LONDON: The global oil market will likely show a surplus in the first half of 2018, as rising US supply offsets OPEC’s discipline in maintaining its production cuts for the whole of next year, the International Energy Agency (IEA) said on Thursday.
“Total supply growth could exceed demand growth: Indeed, in the first half the surplus could be 200,000 barrels per day (bpd) before reverting to a deficit of about 200,000 bpd in the second half, leaving 2018 as a whole showing a closely balanced market,” the Paris-based IEA said in its monthly oil market report.
“A lot could change in the next few months but it looks as if the producers’ hopes for a happy New Year with de-stocking continuing into 2018 at the same 500,000-bpd pace we have seen in 2017 may not be fulfilled.”

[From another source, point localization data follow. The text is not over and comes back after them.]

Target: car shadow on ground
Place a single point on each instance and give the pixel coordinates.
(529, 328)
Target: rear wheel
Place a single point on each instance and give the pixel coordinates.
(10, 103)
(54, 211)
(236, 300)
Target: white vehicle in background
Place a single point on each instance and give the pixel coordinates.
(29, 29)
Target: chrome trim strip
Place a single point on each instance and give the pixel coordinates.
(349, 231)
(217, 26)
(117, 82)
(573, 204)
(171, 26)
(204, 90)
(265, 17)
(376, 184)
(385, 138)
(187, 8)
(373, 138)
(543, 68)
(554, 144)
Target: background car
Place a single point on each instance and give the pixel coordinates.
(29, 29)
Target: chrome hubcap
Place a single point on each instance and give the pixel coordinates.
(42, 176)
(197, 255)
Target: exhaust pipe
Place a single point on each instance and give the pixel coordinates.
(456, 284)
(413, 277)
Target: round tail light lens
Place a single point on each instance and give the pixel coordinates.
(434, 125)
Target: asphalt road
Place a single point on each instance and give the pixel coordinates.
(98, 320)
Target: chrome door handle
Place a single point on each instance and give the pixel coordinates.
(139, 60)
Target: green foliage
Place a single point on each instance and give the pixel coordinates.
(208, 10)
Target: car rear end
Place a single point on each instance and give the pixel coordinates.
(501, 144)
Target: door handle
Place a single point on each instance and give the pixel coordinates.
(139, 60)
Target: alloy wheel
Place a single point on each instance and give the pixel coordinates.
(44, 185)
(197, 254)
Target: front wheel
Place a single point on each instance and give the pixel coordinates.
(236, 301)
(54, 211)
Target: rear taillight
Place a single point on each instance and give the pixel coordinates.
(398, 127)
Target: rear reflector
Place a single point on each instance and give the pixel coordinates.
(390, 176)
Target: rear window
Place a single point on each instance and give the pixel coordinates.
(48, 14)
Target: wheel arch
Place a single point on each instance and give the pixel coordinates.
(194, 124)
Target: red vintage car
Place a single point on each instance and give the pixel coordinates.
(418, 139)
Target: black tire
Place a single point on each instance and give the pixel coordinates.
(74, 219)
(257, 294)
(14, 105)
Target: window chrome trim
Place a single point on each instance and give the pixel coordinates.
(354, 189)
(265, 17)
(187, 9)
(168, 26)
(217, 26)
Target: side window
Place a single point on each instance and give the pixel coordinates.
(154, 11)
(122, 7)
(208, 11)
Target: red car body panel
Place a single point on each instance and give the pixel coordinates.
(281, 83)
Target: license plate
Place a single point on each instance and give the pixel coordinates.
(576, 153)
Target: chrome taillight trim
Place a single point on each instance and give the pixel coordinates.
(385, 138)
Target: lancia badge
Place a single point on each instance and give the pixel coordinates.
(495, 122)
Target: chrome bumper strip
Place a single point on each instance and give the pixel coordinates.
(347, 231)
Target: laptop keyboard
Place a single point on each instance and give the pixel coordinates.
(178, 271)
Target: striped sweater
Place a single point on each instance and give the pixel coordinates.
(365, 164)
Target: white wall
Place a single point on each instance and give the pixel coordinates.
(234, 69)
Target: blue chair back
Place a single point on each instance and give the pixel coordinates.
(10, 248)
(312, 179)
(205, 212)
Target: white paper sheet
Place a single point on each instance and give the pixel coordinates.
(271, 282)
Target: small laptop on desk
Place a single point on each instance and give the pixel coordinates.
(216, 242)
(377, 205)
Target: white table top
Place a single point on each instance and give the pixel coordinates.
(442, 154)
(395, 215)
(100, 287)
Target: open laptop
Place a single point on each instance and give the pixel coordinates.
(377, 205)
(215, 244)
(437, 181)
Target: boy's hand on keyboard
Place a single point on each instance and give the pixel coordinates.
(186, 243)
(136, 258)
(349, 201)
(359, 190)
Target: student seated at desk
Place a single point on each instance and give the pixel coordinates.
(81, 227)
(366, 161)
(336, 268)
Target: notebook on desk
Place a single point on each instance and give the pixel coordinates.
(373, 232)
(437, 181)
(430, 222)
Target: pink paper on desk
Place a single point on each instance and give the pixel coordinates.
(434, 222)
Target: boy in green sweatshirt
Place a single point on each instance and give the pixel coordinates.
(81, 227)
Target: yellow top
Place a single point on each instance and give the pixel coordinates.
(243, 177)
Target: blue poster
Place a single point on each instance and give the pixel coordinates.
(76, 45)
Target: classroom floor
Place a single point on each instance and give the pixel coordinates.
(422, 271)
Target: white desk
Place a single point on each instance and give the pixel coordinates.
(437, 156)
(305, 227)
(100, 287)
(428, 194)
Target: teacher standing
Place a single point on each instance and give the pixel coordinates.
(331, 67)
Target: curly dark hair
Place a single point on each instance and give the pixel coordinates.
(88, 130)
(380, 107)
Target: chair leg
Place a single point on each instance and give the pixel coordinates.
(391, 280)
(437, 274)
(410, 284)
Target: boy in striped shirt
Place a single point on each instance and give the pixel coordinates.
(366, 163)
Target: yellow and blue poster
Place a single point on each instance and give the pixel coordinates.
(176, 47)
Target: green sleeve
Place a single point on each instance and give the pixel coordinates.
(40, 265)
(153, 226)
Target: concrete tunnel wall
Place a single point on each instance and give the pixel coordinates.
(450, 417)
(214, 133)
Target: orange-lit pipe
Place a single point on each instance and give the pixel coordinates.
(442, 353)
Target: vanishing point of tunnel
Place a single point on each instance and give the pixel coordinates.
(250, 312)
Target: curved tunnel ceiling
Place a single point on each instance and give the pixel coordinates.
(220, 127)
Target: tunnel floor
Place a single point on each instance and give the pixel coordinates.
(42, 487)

The IEA left its forecast for global oil demand growth unchanged for 2017 at 1.5 million bpd, marking a rise of 1.6 percent, and for 2018, at 1.3 million bpd, equal to an increase of 1.3 percent.
Production from outside the Organization of the Petroleum Exporting Countries is expected to have risen by 600,000 bpd this year, before increasing by 1.6 million bpd next year.

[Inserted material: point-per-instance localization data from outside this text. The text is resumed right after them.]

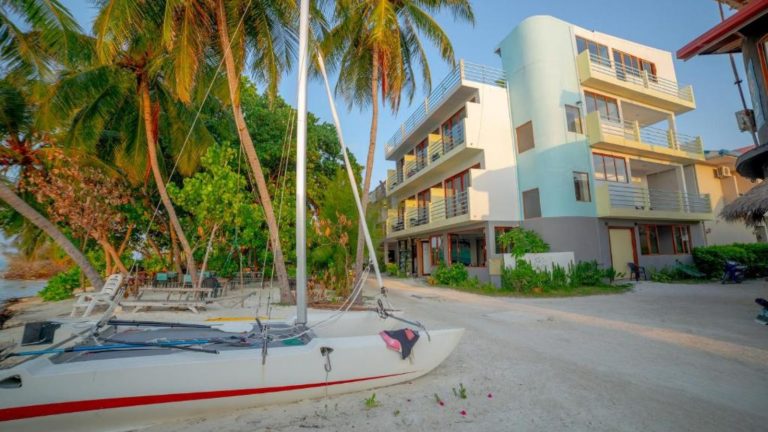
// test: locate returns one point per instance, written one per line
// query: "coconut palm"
(375, 45)
(128, 46)
(21, 146)
(262, 31)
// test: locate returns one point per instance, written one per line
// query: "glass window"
(524, 135)
(531, 204)
(501, 247)
(599, 166)
(649, 240)
(573, 119)
(436, 249)
(610, 168)
(581, 186)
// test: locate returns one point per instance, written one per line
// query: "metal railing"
(398, 224)
(640, 77)
(456, 205)
(463, 71)
(435, 152)
(652, 135)
(417, 216)
(640, 198)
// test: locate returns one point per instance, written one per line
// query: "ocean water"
(17, 288)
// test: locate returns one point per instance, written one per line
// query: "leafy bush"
(521, 241)
(453, 276)
(711, 259)
(523, 278)
(60, 287)
(393, 270)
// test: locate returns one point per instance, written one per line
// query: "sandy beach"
(648, 360)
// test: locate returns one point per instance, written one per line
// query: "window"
(573, 119)
(610, 168)
(500, 247)
(627, 64)
(453, 130)
(524, 134)
(581, 185)
(531, 204)
(665, 239)
(598, 52)
(608, 107)
(436, 250)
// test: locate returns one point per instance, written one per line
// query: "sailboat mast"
(301, 168)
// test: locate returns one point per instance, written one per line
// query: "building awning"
(724, 37)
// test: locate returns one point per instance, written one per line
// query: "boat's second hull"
(135, 392)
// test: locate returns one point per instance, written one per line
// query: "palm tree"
(263, 30)
(375, 45)
(28, 57)
(21, 146)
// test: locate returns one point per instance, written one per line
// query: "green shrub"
(60, 287)
(393, 270)
(453, 276)
(711, 259)
(521, 241)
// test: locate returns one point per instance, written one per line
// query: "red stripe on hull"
(23, 412)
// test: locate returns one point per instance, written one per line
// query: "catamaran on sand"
(117, 375)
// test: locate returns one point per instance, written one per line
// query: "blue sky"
(663, 24)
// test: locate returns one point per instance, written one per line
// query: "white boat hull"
(129, 393)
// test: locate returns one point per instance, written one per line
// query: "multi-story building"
(603, 170)
(454, 176)
(718, 177)
(576, 138)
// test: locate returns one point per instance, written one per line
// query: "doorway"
(426, 261)
(622, 243)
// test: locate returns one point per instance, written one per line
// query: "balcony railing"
(640, 77)
(638, 198)
(463, 71)
(651, 135)
(435, 152)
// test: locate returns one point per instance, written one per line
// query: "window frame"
(603, 157)
(576, 188)
(578, 124)
(525, 209)
(528, 124)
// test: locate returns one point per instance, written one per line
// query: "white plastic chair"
(106, 296)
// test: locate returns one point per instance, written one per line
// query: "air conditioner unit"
(723, 172)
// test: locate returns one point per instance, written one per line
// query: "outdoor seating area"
(169, 290)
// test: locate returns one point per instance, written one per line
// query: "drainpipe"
(737, 79)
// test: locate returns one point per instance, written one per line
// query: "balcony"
(460, 84)
(441, 212)
(621, 200)
(442, 156)
(631, 138)
(599, 73)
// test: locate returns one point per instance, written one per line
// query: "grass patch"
(582, 291)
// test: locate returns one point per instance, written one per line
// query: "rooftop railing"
(640, 77)
(651, 135)
(640, 198)
(463, 71)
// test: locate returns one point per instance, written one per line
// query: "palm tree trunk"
(18, 204)
(207, 254)
(152, 147)
(233, 79)
(368, 164)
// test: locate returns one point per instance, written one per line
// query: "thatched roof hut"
(750, 208)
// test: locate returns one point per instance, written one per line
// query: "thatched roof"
(749, 208)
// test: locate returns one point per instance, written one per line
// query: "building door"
(622, 241)
(426, 261)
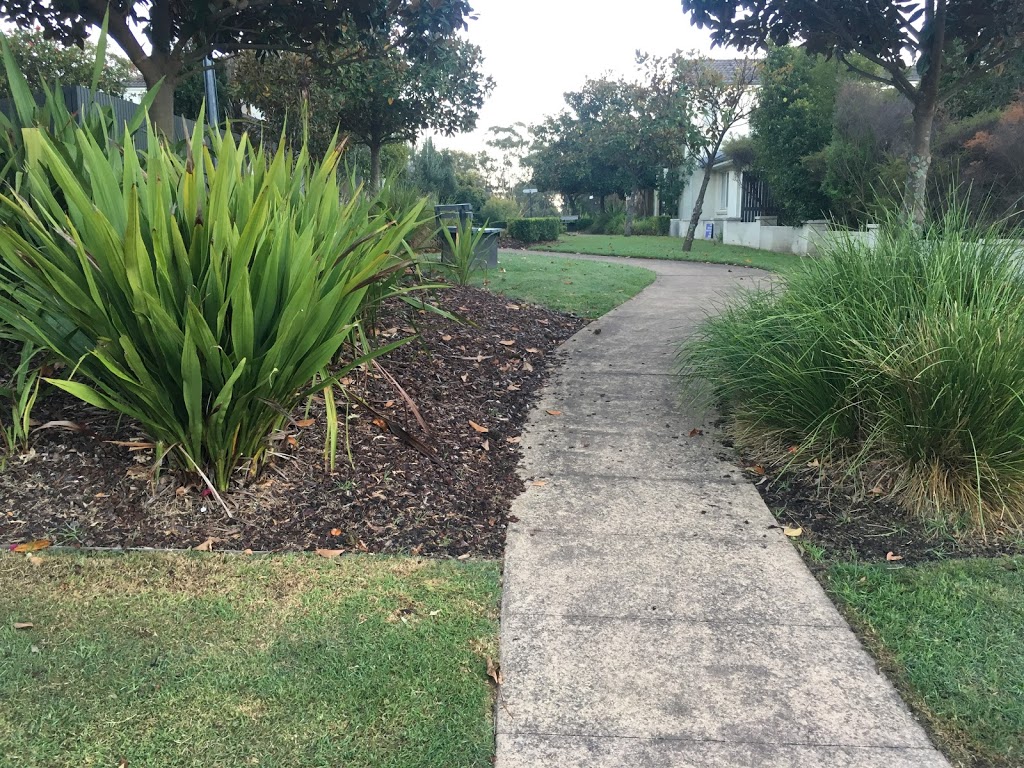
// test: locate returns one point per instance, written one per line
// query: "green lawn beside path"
(586, 288)
(206, 659)
(647, 247)
(951, 636)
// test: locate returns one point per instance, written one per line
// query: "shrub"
(652, 225)
(536, 230)
(204, 296)
(904, 360)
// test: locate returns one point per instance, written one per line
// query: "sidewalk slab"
(653, 612)
(711, 681)
(528, 751)
(715, 577)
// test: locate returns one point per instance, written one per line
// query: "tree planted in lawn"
(166, 39)
(717, 95)
(984, 35)
(382, 100)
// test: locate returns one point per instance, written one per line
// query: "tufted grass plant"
(908, 355)
(204, 295)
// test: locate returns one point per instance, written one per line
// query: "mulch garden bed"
(444, 492)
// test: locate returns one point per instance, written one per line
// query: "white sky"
(538, 49)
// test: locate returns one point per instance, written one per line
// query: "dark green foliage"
(167, 39)
(793, 120)
(535, 230)
(652, 225)
(903, 358)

The IEA last month predicted non-OPEC supply would increase by 1.3 million bpd in 2018, but the pace of growth in US shale output prompted the agency to raise its forecast for total US crude output growth to 870,000 bpd for next year, up from a forecast for an increase of 790,000 bpd in its November report.
OPEC and 10 of its partners, including Russia, agreed in November to extend a 1.8-million bpd supply cut throughout the whole of 2018 to force a drawdown in global inventories and support crude prices.
The IEA said OECD commercial stocks fell by 40.3 million barrels in October to 2.94 billion barrels, the lowest since July 2015 and 111 million barrels above the five-year average, which is OPEC’s target for inventories.
The IEA estimates that the average call on OPEC crude in 2018 will be 32.5 million bpd, around 100,000 bpd higher than the average so far this year of around 32.4 million bpd, implying an ongoing drawdown in inventories.
But the pace of increase in global supplies, led by the US, where total oil production is expected to grow by 1.1 million bpd next year, means inventories will rise early next year.
“Going into the first quarter of 2018, our balances imply that global oil stocks will increase by 300,000 bpd, assuming stable OPEC crude production of 32.5 million bpd,” the IEA said.
“The global picture is more mixed in November as, even if oil stocks drew in the US and Singapore, they likely rose in other locations, including China, Europe, Japan, and Fujairah. Crude oil held in floating storage declined during October-November but not by as much as in (the third quarter),” the agency said.